An implication $A \rightarrow B$ is only false, iff $A$ is true and $B$ is false.

So, the implication $ p \rightarrow (q \rightarrow p)$ can only be false, iff $p$ is true and $(q \rightarrow p)$ is false.

The implication $(q \rightarrow p)$ can only be false, iff $q$ is true and $p$ is false. But $p$ is true.

If $p$ was false, then the entire statement $ p \rightarrow (q \rightarrow p)$ would be true again.

So, this statement is always true (such statements are also called tautologies).
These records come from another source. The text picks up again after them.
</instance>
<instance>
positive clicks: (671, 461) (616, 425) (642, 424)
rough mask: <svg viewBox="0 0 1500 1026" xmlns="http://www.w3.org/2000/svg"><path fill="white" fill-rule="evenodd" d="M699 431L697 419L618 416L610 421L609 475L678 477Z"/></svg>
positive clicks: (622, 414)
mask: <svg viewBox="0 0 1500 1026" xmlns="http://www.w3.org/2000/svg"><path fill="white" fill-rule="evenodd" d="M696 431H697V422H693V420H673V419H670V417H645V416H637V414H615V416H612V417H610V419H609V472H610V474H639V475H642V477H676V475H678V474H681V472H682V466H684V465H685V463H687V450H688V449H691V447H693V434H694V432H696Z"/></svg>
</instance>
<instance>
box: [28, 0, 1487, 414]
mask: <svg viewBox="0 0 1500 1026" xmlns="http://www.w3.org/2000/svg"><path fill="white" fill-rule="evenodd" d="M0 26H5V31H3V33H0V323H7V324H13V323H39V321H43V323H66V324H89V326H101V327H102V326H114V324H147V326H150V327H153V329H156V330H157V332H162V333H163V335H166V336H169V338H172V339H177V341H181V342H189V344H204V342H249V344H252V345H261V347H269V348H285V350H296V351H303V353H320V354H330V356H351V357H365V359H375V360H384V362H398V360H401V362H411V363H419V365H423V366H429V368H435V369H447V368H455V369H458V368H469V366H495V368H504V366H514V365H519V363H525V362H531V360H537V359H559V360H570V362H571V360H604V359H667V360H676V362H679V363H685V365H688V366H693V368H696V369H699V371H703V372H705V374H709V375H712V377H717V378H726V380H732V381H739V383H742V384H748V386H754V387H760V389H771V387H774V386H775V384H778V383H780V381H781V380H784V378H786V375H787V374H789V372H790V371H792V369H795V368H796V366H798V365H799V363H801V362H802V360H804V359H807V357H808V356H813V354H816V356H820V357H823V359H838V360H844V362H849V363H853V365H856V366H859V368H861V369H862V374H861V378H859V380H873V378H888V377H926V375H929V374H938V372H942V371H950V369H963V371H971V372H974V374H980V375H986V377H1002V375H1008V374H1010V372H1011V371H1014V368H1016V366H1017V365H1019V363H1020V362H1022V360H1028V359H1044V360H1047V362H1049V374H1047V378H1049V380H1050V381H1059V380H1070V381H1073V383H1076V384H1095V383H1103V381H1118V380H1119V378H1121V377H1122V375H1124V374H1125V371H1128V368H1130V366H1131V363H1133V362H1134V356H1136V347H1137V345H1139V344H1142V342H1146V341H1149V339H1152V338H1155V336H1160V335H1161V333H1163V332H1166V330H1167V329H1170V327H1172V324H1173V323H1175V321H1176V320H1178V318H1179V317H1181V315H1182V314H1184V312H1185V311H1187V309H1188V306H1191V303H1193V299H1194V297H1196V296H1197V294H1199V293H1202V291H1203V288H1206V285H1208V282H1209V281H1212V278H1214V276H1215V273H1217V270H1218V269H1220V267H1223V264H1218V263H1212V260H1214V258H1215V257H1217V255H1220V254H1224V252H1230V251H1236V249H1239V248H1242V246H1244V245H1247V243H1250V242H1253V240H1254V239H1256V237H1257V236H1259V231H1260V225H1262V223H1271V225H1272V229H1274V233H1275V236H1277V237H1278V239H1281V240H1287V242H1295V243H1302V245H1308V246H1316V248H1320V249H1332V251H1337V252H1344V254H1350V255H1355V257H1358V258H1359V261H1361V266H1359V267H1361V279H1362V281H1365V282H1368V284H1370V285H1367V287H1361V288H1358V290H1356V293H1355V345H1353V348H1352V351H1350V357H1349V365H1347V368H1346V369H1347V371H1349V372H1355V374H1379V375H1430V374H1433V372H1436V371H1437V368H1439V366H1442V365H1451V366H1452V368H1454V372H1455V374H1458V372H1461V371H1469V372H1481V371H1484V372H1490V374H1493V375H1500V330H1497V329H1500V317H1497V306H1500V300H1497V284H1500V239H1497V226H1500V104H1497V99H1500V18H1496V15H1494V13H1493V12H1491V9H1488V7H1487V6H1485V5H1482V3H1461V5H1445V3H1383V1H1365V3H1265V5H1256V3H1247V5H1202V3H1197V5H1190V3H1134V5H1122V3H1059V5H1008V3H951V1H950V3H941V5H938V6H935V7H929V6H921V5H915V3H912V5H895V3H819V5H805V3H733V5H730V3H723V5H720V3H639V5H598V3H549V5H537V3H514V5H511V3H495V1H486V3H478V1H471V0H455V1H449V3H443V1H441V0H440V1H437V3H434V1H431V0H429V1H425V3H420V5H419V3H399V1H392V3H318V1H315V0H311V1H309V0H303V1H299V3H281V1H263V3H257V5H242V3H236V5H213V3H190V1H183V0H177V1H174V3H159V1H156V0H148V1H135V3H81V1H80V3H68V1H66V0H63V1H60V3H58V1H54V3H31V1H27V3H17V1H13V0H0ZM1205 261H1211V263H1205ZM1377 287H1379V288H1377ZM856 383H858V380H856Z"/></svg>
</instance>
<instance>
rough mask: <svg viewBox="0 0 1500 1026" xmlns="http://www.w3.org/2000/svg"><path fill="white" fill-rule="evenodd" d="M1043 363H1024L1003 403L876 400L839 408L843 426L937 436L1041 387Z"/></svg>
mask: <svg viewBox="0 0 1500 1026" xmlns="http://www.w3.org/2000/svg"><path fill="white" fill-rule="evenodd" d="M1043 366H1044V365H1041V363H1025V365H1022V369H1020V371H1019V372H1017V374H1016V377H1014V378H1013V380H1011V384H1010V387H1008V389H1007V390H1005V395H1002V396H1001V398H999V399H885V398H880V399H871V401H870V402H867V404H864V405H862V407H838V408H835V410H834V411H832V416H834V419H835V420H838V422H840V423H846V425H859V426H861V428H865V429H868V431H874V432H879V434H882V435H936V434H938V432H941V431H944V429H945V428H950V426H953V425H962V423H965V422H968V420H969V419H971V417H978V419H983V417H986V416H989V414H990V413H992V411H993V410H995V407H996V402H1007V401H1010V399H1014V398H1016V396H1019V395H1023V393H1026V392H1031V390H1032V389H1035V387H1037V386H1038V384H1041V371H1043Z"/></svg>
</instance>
In order to find its equivalent, we know that $p$ must be true and we must look what expression can never be false, if $p$ is true. This is $ q \lor p$, because it is true, iff either $p$ or $q$ is true. The statement $q \land p$ can become false, iff $q$ is false.

Hence, the equavilent is $p \rightarrow (p \lor q)$.

Answer 5

Using a truth table in this case is really unnecessary. You are trying to determine what $$ p\to(q\to p)\tag{1} $$ is equivalent to. Well, consider this: \begin{align} p\to(q\to p) &\equiv \neg p\lor(\neg q\lor p)\tag{$r\to s\equiv \neg r\lor s$}\\[0.5em] &\equiv \underbrace{(\neg p\lor p)}_{\text{always true}}\lor\neg q\tag{associativity of $\lor$}\\[0.5em] &\equiv T\lor \neg q\\[0.5em] &\equiv T. \end{align} Thus, we can see $(1)$ is a tautology. This means $(1)$ will be logically equivalent to whatever other tautology we come across. Now consider your other two statements, $p\to(p\land q)$ and $p\to(p\lor q)$. Is one of these a tautology? The first one, $p\to(p\land q)$, will not be true when $p$ is true and $q$ is false (so this statement is not a tautology). However, consider the following for the second statement: \begin{align} p\to(p\lor q) &\equiv \neg p\lor(p\lor q)\\[0.5em] &\equiv (\neg p\lor p)\lor q\\[0.5em] &\equiv T\lor q\\[0.5em] &\equiv T. \end{align} Thus, we can easily see, without use of truth tables, that $$ p\to(q\to p) \equiv p\to(p\lor q). $$

Added: You should note the following: \begin{array}{|c|c|c|}\hline p & q & \neg p & \neg p\lor q & p \to q \\ \hline T & T & F & T & T\\ T & F & F & F & F\\ F & T & T & T & T\\ F & F & T & T & T\\\hline \end{array} That is, memorize the equivalence $$ \Large\color{red}{p\to q\equiv\neg p\lor q} $$ I cannot tell you how many logic/propositional calculus questions I have answered by simple applications of this equivalence. Memorize it. Learn it. Love it. Apply it.